According to Hunt, the modana booster effect for the general public is also on the card and has been confirmed by Christmas.

“I plan to get a booster within the next 10 days, so it could be a very good option to display that message,” he said.

TGA is also making progress on protein-based Novavax vaccines and may issue pre-Christmas approvals for doses available in the New Year.

ATAGI has decided not to shorten the six-month period in which it is recommended to get a booster. This is because previous boosters have not been proven to provide additional protection against Omicron variants.

Chief Medical Officer Paul Kelly said it was premature to determine if this strain would result in increased hospitalization or mortality, but there is evidence that it is the same as or less severe than the current variant. be.

Australia has the potential to pass 500,000 boosters on Saturday.

Meanwhile, former Deputy Chief Medical Officer Nick Coatesworth has questioned Australia’s decision to close borders with several African countries for Omicron.

He said the policy was inconsistent as new variants were found in other countries where Australia is open-traveling.

“Omicron has proven to be in Europe as well as in southern Africa. It could have been in the Australian community,” Coatesworth told Sky News.

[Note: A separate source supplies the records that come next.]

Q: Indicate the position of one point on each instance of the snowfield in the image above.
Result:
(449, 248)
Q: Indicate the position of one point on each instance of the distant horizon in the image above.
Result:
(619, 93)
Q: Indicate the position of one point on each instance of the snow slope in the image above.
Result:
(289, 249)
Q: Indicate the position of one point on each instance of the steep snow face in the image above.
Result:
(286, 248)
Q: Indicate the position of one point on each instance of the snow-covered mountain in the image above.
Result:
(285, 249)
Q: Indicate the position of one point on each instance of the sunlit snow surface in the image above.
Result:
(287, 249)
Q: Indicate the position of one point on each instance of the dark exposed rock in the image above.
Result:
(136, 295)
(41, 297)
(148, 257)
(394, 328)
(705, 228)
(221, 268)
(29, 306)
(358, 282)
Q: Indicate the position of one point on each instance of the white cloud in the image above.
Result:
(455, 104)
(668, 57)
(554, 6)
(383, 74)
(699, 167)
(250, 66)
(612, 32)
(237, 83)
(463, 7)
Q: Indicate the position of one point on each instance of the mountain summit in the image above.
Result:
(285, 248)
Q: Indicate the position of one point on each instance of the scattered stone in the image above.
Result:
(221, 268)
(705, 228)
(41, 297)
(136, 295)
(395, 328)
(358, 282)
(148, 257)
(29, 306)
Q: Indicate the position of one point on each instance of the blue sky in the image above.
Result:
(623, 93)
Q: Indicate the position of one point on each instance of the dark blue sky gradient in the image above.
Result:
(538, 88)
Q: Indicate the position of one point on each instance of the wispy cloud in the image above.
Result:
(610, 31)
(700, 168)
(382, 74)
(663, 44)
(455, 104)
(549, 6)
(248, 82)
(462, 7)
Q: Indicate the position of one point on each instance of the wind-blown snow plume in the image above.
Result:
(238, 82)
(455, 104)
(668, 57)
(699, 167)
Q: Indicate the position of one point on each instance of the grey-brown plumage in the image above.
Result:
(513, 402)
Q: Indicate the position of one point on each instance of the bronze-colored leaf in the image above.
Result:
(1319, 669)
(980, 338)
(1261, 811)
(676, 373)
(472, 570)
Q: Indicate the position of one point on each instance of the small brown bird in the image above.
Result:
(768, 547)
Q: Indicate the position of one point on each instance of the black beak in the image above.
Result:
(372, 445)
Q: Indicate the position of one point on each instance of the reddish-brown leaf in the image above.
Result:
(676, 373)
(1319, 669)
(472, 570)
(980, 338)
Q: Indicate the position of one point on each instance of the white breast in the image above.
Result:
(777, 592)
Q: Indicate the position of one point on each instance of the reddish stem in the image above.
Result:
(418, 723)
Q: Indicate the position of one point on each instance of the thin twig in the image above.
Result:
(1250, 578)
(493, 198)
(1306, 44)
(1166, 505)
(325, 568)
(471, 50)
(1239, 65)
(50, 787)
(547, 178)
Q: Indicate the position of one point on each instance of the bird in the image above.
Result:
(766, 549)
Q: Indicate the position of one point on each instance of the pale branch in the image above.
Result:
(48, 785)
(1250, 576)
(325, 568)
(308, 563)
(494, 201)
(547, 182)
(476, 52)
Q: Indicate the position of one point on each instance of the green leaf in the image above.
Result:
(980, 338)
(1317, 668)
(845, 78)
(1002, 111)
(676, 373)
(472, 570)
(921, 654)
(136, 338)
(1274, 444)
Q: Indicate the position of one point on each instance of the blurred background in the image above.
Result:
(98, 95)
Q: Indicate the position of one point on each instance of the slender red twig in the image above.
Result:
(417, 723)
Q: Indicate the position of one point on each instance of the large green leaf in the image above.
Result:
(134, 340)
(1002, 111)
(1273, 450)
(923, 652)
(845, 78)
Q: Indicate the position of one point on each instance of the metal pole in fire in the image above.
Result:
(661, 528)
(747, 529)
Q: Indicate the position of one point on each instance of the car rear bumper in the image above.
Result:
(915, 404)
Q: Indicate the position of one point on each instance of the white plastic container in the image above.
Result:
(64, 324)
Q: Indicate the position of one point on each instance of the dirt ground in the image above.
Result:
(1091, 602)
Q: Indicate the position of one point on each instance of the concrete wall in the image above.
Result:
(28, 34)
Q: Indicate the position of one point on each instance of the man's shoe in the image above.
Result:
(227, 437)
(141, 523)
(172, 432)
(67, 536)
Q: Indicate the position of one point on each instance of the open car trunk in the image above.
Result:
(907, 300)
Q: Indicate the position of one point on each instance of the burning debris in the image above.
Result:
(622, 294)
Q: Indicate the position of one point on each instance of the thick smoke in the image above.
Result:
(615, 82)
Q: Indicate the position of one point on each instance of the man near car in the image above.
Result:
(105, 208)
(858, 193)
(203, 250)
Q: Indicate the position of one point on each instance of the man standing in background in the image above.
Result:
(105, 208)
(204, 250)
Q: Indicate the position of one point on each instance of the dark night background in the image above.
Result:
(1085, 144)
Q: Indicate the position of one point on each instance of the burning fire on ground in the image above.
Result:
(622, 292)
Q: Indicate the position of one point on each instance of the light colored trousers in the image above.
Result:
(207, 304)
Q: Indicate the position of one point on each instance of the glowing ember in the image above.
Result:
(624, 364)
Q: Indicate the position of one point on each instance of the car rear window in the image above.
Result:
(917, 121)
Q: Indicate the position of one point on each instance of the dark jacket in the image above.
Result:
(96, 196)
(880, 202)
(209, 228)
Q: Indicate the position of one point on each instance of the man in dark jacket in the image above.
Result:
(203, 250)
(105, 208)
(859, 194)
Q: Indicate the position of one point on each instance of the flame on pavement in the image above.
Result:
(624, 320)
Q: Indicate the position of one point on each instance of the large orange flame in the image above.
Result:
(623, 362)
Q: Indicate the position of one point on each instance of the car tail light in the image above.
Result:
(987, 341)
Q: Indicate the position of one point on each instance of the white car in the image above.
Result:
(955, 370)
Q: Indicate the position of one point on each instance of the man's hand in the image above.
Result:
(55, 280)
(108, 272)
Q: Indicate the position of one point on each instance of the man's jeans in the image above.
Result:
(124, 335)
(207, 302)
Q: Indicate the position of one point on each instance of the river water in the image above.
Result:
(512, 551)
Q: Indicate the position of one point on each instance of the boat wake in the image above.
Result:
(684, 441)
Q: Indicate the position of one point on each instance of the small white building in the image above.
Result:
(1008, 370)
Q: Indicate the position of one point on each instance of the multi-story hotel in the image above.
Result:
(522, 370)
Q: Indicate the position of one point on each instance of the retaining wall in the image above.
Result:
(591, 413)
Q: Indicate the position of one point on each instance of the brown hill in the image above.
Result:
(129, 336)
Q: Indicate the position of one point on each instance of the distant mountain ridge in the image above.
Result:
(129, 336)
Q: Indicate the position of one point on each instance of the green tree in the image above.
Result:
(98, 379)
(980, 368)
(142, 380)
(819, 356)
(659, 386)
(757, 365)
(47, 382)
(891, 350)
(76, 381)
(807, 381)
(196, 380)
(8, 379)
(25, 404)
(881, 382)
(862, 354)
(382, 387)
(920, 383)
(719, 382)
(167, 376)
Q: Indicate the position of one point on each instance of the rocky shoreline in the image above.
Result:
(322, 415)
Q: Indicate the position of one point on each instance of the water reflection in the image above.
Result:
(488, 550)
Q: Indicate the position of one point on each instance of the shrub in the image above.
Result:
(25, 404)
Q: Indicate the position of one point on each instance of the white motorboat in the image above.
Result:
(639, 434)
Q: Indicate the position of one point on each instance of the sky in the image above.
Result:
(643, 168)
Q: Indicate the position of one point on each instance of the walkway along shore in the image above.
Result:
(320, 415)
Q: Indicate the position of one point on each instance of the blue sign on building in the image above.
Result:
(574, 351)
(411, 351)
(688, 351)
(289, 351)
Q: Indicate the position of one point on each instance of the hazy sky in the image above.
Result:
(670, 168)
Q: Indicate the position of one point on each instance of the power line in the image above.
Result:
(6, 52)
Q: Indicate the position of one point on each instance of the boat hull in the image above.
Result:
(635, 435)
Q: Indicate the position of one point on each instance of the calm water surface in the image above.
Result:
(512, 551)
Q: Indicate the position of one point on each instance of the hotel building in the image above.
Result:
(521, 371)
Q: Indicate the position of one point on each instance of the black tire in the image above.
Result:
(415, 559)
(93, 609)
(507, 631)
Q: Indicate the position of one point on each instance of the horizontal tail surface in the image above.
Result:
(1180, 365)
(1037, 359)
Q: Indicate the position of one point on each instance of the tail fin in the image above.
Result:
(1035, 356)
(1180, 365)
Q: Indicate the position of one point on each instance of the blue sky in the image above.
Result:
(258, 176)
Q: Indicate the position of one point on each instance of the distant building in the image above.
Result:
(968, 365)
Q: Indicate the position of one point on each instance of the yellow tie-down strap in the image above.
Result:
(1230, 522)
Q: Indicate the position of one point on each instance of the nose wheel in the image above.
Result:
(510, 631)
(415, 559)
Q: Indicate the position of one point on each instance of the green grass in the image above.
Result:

“We may be opening borders elsewhere in the world, and the coherence of our policy of closing travel borders to certain African countries begins to be questioned.”

Australia banned flights from nine African countries in the wake of Omicron, and then excluded Seychelles and increased it to eight.

Its emergence also led to the suspension of international students and visa holders’ return to Japan, but all other international travelers must be quarantined.

So far, 15 cases of mascot have been detected in Australia, 13 in New South Wales, 1 in the Northern Territory and 1 in ACT.

Worldwide, more than 400 cases of Omicron have been identified in 30 countries.